Human Fiction

Action – Creation – Critique

Je veux seulement de ta bonté

Sans titre, par Ievgeniia Sokova

Le premier film du réalisateur britannique Rufus Norris, Broken (2012), avec la charmante Eloise Laurence et le sérieux Tim Roth, raconte la solitude, l’importance de l’amour et des relations familiales. Comme une parabole philosophique, ce film nous amène à conclure que nous sommes tous liés les uns aux autres, que nous n’échapperons pas au cycle de la vie, où nous et nos comportements sommes les parties d’une grande chaîne.

Les « brisés » nous enseignent qu’il faut être responsable de ses paroles, qu’un seul mot, un seul mensonge, peut tuer. Les « brisés » nous enseignent que chacun a ses propres problèmes, que le monde autour est injuste. Les « brisés » nous enseignent que l’amour pour les enfants ne doit pas être aveugle. Les « brisés » nous enseignent comme il est important d’être avec quelqu’un et ne pas se sentir seul. Toutefois, cela ne signifie pas que chaque image est moralisatrice et didactique, non. Grâce à des tons doux et des contours flous, la majeure partie du film est perçu comme une prise de vue faite à la maison par un caméscope analogique qui nous permet de ne pas nous sentir comme un élève à qui on tente d’expliquer ce qui est bon et ce qui est mauvais, mais un participant direct des événements, un observateur. Une sorte d’étranger qui regarde et fait ses conclusions.

Donc, nous voyons une banlieue : les maisons, les voisins, les enfants. Chaque famille a ses propres problèmes et préoccupations, ses désirs, ses rêves et ses buts. Au centre de l’histoire, un père célibataire d’âge moyen, Archie (Tim Roth), dont la femme l’a quitté et qui a deux enfants, une fille et un fils. La fille, Emily (Eloise Laurence), dite « Skunk », est diabétique de type 1, mais elle ne se décourage pas et tente de rester une jeune fille aimable et douce, avec toutefois du caractère et son propre regard sur les choses. Alors que son père est au travail, les enfants sont veillés par Keisha (Zana Marjanovic), qui est amoureuse de Mike (Cillian Murphy), qui n’est pas pressé de se marier, tandis qu’il y a longtemps que Keisha est prête à fonder une famille. De l’autre côté de la rue vit une famille qui a un fils, Rick (Robert Emms), un simplet qui semble inoffensif. Entre ces deux maisons, il y en a une autre, où vivent un veuf, Bob Oswald (Rory Kinnear), et ses trois enfants. Ce veuf, que ce soit de chagrin après la mort de sa femme ou d’un amour excessif pour ses filles, est un fou furieux qui frappe tout ce qui bouge.

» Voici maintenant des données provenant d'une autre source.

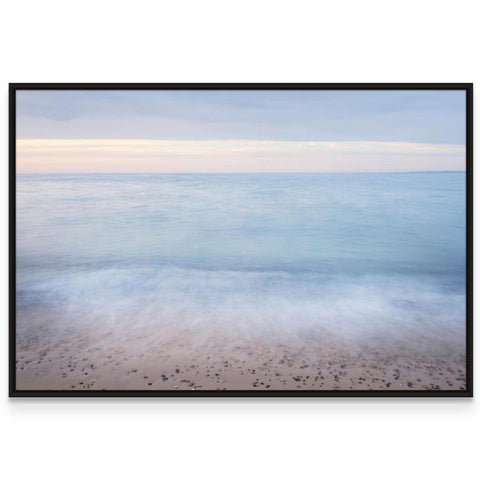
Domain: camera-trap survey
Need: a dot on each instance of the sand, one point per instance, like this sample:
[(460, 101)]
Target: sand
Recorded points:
[(182, 360)]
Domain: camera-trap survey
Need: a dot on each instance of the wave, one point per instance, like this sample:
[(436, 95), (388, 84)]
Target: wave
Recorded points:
[(281, 305)]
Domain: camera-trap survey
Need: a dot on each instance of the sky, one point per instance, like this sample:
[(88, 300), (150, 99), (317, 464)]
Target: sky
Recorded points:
[(75, 131)]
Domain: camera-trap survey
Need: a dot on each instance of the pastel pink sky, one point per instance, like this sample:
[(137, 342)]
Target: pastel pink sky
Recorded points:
[(239, 131)]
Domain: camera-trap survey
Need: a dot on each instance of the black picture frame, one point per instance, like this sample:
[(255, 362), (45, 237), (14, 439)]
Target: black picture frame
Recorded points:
[(467, 87)]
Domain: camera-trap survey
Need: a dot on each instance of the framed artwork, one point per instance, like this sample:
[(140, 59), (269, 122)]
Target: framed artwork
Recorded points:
[(241, 240)]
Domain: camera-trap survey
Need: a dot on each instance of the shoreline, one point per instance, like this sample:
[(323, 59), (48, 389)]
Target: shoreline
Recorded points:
[(183, 364)]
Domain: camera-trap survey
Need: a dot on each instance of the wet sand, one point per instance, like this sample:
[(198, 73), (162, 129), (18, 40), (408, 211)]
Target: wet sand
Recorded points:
[(184, 361)]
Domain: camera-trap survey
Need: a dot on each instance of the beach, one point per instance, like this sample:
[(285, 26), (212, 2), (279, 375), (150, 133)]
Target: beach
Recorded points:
[(241, 282)]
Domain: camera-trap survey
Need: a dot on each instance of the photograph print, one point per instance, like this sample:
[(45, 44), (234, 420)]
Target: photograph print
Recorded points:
[(240, 240)]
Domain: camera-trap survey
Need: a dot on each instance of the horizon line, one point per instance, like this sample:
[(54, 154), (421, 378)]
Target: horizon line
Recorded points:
[(239, 173)]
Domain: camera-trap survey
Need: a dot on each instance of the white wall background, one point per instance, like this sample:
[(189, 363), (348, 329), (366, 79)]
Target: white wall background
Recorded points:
[(222, 41)]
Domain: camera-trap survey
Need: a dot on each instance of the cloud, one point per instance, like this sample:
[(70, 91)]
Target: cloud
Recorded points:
[(301, 115), (151, 155)]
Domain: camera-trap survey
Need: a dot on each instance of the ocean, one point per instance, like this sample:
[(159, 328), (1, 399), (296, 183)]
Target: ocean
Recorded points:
[(287, 255)]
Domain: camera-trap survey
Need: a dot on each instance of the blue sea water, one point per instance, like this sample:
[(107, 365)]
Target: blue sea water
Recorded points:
[(348, 253)]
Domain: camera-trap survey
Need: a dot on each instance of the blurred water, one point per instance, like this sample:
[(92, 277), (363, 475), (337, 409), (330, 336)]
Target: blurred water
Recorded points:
[(346, 252)]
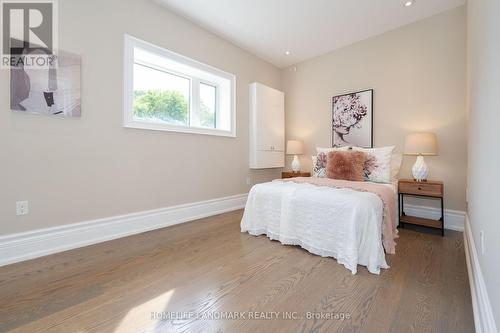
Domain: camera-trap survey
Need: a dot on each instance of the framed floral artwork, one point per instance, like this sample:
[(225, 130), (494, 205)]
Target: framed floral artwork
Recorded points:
[(352, 119)]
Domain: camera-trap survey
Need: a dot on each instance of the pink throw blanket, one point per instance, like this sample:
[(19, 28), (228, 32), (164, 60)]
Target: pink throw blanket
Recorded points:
[(385, 193)]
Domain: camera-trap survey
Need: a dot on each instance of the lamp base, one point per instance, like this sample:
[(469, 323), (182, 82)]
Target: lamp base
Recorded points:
[(420, 170), (295, 164)]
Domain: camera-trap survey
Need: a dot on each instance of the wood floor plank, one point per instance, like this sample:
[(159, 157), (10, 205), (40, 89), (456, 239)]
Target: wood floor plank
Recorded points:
[(209, 267)]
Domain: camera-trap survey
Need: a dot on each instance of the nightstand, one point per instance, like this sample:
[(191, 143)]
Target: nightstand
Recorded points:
[(428, 189), (291, 174)]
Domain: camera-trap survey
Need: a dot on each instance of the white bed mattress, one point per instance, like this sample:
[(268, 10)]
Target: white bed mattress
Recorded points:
[(341, 223)]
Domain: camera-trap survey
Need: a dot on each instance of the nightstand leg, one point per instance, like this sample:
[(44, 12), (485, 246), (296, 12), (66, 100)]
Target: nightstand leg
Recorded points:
[(402, 210), (442, 217)]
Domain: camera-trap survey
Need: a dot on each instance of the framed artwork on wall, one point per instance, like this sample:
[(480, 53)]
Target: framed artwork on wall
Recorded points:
[(53, 91), (352, 119)]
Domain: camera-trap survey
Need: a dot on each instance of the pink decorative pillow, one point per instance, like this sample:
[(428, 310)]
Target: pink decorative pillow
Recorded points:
[(345, 165)]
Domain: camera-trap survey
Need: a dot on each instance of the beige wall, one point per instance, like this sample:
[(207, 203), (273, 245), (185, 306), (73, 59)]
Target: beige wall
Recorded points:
[(418, 75), (483, 22), (75, 170)]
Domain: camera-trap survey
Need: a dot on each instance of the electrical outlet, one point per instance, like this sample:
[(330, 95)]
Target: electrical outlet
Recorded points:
[(22, 208), (481, 241)]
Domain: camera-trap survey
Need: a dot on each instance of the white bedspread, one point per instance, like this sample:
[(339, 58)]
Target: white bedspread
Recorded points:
[(340, 223)]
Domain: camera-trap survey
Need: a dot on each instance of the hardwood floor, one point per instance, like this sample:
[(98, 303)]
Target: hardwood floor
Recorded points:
[(208, 267)]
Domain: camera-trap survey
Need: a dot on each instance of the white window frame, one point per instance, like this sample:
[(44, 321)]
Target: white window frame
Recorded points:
[(129, 122)]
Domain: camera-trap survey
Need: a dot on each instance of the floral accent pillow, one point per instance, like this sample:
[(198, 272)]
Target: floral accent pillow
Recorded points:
[(378, 163), (319, 165)]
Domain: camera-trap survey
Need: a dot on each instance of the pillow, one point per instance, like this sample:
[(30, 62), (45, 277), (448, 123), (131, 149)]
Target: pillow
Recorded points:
[(345, 165), (320, 150), (378, 163), (396, 161), (319, 165)]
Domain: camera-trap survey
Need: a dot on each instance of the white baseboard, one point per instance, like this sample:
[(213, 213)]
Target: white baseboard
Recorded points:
[(453, 219), (38, 243), (483, 313)]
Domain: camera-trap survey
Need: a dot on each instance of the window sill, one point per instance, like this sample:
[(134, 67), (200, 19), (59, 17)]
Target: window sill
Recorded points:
[(179, 129)]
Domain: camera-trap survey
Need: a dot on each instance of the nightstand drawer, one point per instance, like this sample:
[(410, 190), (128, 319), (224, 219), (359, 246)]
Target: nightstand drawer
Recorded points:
[(434, 189)]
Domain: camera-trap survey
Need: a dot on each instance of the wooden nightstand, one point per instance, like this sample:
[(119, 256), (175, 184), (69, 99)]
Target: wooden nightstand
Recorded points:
[(428, 189), (290, 174)]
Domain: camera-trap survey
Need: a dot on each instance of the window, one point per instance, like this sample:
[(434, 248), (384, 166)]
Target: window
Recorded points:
[(167, 91)]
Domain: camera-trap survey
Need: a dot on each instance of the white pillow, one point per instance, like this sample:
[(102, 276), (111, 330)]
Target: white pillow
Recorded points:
[(327, 150), (378, 163)]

Rufus Norris, dans une certaine mesure, joue sur les contrastes. Tout d’abord, il montre comment il est possible d’aborder différemment les problèmes et de se comporter dans la société. Deuxièmement, comme Skunk et les filles de Bob Oswald sont différentes. Troisièmement, Skunk elle-même est construite sur les contrastes : la fille qui rayonne la lumière est en fait profondément malheureuse. Elle est gravement malade, incurable et, depuis son enfance, toutes les personnes qui lui sont proches la rejettent : sa mère, Mike, dont elle est amoureuse, son nouveau petit ami Dillon et maintenant Keisha peut la laisser à cause d’une liaison avec son père. Il n’est pas surprenant que, dans un moment de désespoir, elle crie : « Tout va mal. Tout va tout le temps mal ! » Cependant, malgré tout cela, elle ne se laisse pas sombrer dans le désespoir, elle tente de voir le bonheur dans les moindres détails, à chaque sourire, à chaque respiration et expiration.

Personne ne veut communiquer avec Oswald, à cause de la peur. Un des personnages est emmené à l’hôpital psychiatrique et y est enfermé autant qu’il en est jugé nécessaire. Même à l’école il y a parmi les enfants une atmosphère de violence et de peur. Cependant, même dans tel monde cruel et injuste vit un homme qui a eu un rêve, où des images avec les différentes périodes de la vie d’une fille inconnue se succédaient ; et puis son épouse l’a réveillé et lui a dit : « Archie, elle est ici ». Et quand il y a l’amour, celui qui imprègne chaque centimètre de votre corps dès les premières secondes, une image, désormais un cliché, du coma et du chemin vers la lumière change sa sémantique. Le chemin vers la lumière dans ce cas ne signifie plus la mort, mais la vie. C’est le chemin vers son père qui ne serait jamais en mesure de lui dire « au revoir », c’est le chemin vers l’amour qui va détruire une fois pour toutes la solitude et le sentiment d’être abandonnée, d’être « brisée ».

By Ievgeniia Sokova, on May 15, 2014. Top.